Silk Road

As long as a thousand years ago, the main commercial activity between Asia and Europe took place along a tortuous route from Persia and the Black Sea in the west to China in the east, traversing central Asian deserts and the high Himalayan plateaus of Tibet. The primary currency of that trade was silk, and thus the term "silk road" refers to the paths traveled in the pursuit of commerce in silk.

The Silk Road consists of a network of both land and sea routes. Its flourishment brought not only the prized "silk" from China to the West but also established the trade of many other goods. Eastbound caravans brought gold, precious metals and stones, ivory, coral, spices, tea, paper, textiles, and chinaware, while westbound caravans transported furs, ceramics, incense, cinnamon bark and rhubarb as well as bronze weapons. Simulateneously, the silk road also served as a means through which various religious beliefs found their ways to unchartered territories.
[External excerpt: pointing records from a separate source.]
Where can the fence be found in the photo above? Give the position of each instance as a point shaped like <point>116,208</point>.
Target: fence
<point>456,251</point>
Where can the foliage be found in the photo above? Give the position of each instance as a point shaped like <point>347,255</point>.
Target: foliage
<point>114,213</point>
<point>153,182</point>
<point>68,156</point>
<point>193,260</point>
The Great Silk Road was a significant achievement in the history of world civilization. It enabled the fruitful interaction of peoples resulting in the exchange of culture, religion, technology, and skill.

On the way of the caravans there were rich settlements and towns-Merv and Bukhara, Samarkand and Urgench, Otrar and Chimkent, Taraz and Balasagun, Sauran and Talgar. The question when this highway began to function still has different answers. Considering separate sections of the Silk Route, the beginning of thecontact and exchanges goes back to the third-second millenia B.C. These relations were established due to exploitation of lazurite in the Badakhshan Mountains and nephrite-upstream the river Yarkend-Darya in the Khotan area.

It was but in the middle of the second century B.C. that Silk Route began to function as a regular diplomatic and commercial artery. This started in 138 B.C., when Prince Zhang-Jian, sent on his journey by the Emperor Wu-di, set out from the capital of Han to the unknown western countries, escorted by embassy caravan. Zhang-Jian returned only 13 years later. He managed to reach the regions of today's Afghanistan and pioneered a direct way from the interior regions of China to those of Central Asia. Following this way, caravans, carrying silk, set out westwards; they returned with goods from Miditerranean countries, Near and Middle East and Central Asia.